American lawyer (1915–1986)

Thaddeus Thomson Hutcheson (October 29, 1915 – August 3, 1986), was a Republican attorney in his native Houston, who was an early figure in the movement to establish a competitive two-party system in the U.S. state of Texas.

==Background==

Born to a wealthy family, Hutcheson was the grandson of Joseph C. Hutcheson, a Virginia native who served from Houston as a Democrat in the Texas House of Representatives and the United States House of Representatives from 1893 to 1897 from Texas's 1st congressional district. Thad Hutcheson was the middle of three sons of the attorney William Palmer "Pam" Hutcheson, Sr., and the former Eleanor Lee Thomson. Like his father, Hutcheson was educated at the private boarding school, The Hill School in Pottstown in Montgomery County near Philadelphia, Pennsylvania. Hutcheson graduated in 1937 from Princeton University in Princeton, New Jersey. He received his legal education from the University of Texas School of Law at Austin. He was married to the former Caroline Brownlee, an Austin native, and the couple had five children: Thaddeus T. Hutcheson, Jr. (born March 2, 1941), Houghton B. Hutcheson (born August 27, 1946), John Palmer Hutcheson and Thomas Taliaferro Hutcheson (twins born October 14, 1948), and Lucy Hutcheson Barrow (born October 20, 1959.)
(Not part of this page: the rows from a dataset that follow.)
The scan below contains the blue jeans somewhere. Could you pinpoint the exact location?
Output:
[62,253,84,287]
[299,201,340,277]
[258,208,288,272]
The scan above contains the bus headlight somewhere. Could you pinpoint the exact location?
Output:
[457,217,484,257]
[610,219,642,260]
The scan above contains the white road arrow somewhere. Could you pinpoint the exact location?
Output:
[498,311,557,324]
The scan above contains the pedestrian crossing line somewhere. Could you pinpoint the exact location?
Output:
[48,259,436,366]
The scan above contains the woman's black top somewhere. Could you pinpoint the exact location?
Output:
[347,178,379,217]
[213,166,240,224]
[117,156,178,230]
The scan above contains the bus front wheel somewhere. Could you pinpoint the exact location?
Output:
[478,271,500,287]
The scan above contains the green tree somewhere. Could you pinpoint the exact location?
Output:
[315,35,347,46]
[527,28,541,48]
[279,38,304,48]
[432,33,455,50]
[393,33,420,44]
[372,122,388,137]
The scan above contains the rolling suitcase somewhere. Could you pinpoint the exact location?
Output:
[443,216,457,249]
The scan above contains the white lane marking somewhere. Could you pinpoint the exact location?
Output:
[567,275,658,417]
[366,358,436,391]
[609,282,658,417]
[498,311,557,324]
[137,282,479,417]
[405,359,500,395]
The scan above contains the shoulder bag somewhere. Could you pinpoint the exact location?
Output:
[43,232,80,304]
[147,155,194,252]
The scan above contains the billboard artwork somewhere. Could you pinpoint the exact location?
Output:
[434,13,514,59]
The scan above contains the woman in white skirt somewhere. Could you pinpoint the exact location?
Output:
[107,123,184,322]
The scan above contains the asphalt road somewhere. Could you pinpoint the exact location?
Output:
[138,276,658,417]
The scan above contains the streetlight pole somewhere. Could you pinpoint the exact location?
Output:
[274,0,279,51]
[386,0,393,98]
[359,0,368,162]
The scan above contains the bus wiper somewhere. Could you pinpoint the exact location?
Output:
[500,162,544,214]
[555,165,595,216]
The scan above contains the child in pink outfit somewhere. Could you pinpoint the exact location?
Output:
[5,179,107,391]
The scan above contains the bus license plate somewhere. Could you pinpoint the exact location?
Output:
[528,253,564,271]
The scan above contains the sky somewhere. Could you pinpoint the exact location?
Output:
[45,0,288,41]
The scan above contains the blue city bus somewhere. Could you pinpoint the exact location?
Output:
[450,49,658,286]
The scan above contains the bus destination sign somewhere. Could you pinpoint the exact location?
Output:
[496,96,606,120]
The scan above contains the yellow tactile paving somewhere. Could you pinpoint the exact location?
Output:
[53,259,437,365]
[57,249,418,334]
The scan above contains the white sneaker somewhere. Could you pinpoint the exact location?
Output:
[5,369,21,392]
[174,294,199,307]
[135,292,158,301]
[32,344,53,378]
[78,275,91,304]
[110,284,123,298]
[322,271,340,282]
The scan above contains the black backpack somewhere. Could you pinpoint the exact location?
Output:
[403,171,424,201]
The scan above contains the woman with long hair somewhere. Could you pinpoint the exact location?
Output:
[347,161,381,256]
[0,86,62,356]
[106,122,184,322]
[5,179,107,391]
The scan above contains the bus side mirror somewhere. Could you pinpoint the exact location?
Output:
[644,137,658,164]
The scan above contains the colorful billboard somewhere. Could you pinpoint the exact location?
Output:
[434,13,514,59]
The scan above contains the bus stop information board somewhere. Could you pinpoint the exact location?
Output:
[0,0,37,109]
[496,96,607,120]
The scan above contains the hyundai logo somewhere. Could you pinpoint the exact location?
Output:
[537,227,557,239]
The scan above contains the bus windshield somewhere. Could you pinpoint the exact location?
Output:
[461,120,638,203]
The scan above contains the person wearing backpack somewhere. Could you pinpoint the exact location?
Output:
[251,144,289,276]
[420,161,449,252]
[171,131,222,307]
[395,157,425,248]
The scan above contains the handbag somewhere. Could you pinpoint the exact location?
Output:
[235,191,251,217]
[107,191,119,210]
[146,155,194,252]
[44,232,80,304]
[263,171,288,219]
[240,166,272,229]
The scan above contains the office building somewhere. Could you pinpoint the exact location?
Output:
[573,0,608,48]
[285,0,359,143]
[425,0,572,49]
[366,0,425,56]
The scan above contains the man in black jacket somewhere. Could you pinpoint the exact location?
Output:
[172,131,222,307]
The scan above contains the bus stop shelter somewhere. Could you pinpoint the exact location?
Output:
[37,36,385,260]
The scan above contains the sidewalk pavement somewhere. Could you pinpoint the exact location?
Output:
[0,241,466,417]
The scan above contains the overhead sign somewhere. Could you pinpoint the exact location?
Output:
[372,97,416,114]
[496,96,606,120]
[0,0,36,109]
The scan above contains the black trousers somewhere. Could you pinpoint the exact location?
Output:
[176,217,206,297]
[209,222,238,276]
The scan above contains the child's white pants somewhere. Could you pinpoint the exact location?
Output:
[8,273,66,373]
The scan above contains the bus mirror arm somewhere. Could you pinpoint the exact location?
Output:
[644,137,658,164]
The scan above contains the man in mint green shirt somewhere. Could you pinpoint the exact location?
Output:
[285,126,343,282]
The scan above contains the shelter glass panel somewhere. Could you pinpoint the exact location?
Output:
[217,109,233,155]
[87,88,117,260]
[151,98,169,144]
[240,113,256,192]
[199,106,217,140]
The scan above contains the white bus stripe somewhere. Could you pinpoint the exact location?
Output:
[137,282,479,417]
Following service in the U.S. Navy in World War II as a Lieutenant Commander assigned to the Destroyer Escort U.S.S. Swasey, Hutcheson entered the practice of law in Houston with his father, older brother, Palmer Hutcheson, Jr., and cousin, Thomas Taliaferro. The firm was known at its founding as Hutcheson, Taliaferro & Hutcheson, and was subsequently known as Hutcheson and Grundy.

==Political life==

Hutcheson began his early life as a Democrat, but in 1951 became a Taft Republican. Hutcheson spoke at the 1952 Republican National Convention in Chicago, Illinois, which nominated the Eisenhower-Nixon ticket. In 1957, when U.S. Senator Price Daniel vacated his seat to become governor of Texas, Hutcheson was the Republican candidate in the special election to choose a successor. At the time, the plurality winner automatically filled the Senate vacancy. Hutcheson ran third with 23 percent of the vote. Victory in the Senate election went to Daniel's gubernatorial primary runoff opponent, Ralph Yarborough, the Democrat who received 38 percent of the ballots cast. In second place with 30 percent of the vote was conservative Democratic U.S. Representative Martin Dies, Jr., known for his House investigations into communist subversion.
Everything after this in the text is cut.